Hender Scheme Kuramae is a minimal space located in Tokyo, Japan, designed by DDAA Inc. This project is to renovate an entire concrete building near Kuramae Station into a showroom and office for IaicoS, which operates Hender Scheme and Polyploid. There are a few simple, specific rules for this space. The first is to use raw-edged materials as they are without significant edge treatment except for deburring. The second is to use the colors of materials as they are as much as possible without color matching. The third is to treat opposites, such as craft/industrial, front/back, artificial/natural, and cheap/luxurious as equally as possible. The first two, “raw-edged” and “material color,” are DDAA’s interpretation of the characteristics of Hender Scheme’s vegetable-tanned leather, and the third is a rule inspired by their “way of making” that the studio felt in their creation. They wanted to create in a way that resonates with Hender Scheme’s creation, which are familiar everyday products such as ordinary boxes, envelopes, and simple packaging designed using leather through careful techniques. This is not only because of the rules they set, but also because they sympathize with the way they make and the attitude they take. 

This is why the designers decided to leave the bare walls as they are as much as possible. Shelves and partitions around the walls are made of raw-edged gray poly lumber to accentuate the edges. One of the glass partitions separating the office and meeting room is a mirror, and the gray surface visible from the office is the back of the mirror used as a finish. Since the mirror and glass are the same thickness, raw edges of both materials were joined without seals along the edges like glass. The glass and mirror are fixed directly with screws using leather as washers. The exposed electrical wiring carefully laid out in the concrete walls is also held in place using raw-edged leather. The meeting space is furnished with a glass table on legs made of steel pipes for scaffolding and leather upholstered chairs by Hender Scheme. The shelves on the exterior wall side are usually used as open shelves for documents and can be blindfolded during biannual exhibitions.
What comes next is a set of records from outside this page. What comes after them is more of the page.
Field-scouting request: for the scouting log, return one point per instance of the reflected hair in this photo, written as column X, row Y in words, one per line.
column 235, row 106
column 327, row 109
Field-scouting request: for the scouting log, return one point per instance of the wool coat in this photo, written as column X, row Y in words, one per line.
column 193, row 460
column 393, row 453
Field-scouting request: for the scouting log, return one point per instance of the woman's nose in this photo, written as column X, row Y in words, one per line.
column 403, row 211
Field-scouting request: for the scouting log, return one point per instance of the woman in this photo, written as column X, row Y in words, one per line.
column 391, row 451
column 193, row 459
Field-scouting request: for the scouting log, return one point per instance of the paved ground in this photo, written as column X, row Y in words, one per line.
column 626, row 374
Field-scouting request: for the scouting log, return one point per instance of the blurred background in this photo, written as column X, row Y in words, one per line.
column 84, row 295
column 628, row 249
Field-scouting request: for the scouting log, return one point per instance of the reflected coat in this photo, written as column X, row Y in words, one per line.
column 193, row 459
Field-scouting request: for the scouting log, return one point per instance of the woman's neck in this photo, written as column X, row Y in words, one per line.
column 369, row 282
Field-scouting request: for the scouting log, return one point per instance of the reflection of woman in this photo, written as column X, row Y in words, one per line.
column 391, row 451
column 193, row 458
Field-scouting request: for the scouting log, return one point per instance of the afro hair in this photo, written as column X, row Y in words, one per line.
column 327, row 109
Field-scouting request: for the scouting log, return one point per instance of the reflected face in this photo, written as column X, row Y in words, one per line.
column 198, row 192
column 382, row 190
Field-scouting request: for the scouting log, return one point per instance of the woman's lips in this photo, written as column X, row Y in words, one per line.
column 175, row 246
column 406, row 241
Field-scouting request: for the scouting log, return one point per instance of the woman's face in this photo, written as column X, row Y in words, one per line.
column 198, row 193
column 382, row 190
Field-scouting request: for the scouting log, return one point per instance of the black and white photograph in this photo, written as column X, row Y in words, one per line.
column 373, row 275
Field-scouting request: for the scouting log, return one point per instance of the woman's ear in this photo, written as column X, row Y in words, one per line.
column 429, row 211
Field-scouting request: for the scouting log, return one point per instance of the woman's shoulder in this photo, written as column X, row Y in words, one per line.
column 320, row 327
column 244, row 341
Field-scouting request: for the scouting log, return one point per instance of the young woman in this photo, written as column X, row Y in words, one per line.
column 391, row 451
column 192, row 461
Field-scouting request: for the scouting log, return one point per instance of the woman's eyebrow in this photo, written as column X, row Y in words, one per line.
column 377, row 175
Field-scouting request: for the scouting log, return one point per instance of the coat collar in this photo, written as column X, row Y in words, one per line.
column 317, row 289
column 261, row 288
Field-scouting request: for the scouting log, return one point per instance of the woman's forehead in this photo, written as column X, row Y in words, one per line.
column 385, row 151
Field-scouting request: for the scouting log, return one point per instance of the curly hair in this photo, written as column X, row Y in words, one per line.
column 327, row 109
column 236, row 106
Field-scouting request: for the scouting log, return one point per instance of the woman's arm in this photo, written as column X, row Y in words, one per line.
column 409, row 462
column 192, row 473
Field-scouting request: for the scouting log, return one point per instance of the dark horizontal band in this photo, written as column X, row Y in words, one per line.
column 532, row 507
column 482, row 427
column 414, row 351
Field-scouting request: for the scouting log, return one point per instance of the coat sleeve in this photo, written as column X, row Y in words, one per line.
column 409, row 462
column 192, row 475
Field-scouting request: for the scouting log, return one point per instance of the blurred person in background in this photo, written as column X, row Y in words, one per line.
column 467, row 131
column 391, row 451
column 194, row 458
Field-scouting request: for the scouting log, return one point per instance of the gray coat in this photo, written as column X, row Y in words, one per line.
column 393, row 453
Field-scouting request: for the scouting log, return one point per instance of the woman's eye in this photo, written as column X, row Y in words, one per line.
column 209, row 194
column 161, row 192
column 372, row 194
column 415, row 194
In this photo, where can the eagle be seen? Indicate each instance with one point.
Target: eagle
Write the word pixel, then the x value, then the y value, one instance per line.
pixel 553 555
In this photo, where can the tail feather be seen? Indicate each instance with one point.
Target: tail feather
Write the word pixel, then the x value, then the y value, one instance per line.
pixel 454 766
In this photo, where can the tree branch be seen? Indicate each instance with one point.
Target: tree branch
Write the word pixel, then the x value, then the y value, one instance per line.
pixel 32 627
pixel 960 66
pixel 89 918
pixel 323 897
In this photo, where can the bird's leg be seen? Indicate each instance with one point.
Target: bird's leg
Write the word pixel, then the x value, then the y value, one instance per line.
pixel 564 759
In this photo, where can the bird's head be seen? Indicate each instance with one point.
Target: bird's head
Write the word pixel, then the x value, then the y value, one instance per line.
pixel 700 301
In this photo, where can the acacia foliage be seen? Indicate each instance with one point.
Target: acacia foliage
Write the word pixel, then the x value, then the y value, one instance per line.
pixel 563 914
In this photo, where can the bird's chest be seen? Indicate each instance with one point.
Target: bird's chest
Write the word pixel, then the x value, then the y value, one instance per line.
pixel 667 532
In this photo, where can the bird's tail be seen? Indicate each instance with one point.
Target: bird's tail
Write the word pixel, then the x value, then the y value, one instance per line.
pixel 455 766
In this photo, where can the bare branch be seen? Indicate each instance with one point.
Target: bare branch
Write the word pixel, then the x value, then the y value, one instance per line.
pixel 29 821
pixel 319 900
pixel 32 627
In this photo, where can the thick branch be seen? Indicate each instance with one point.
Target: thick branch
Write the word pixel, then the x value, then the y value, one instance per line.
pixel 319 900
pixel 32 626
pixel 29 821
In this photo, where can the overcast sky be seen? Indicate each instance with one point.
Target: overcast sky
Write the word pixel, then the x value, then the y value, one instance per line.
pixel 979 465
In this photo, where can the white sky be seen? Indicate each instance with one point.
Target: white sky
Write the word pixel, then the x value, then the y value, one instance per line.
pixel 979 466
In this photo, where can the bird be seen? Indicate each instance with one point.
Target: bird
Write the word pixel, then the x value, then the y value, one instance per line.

The screens are made of raw-edged polycarbonate panels that can be attached and removed with magnets, without intricate detailing like fittings. They are lightweight and translucent with no oppressive feeling, and above all, they do not block the light from relatively small windows. The large table, which doubles as a meeting table by changing the layout, consists of large-sized structural plywood over 3m long. Since the material is mainly used to make structural members of buildings, the studio used hardware for conventional construction methods for wooden houses to fasten joints. Since the desk is only 700mm deep because of the size of the material, they made a slit in the center to provide space for power supply wiring. DDAA used raw-edged steel square pipes as longitudinal beams which provide space for wiring to electrical outlets.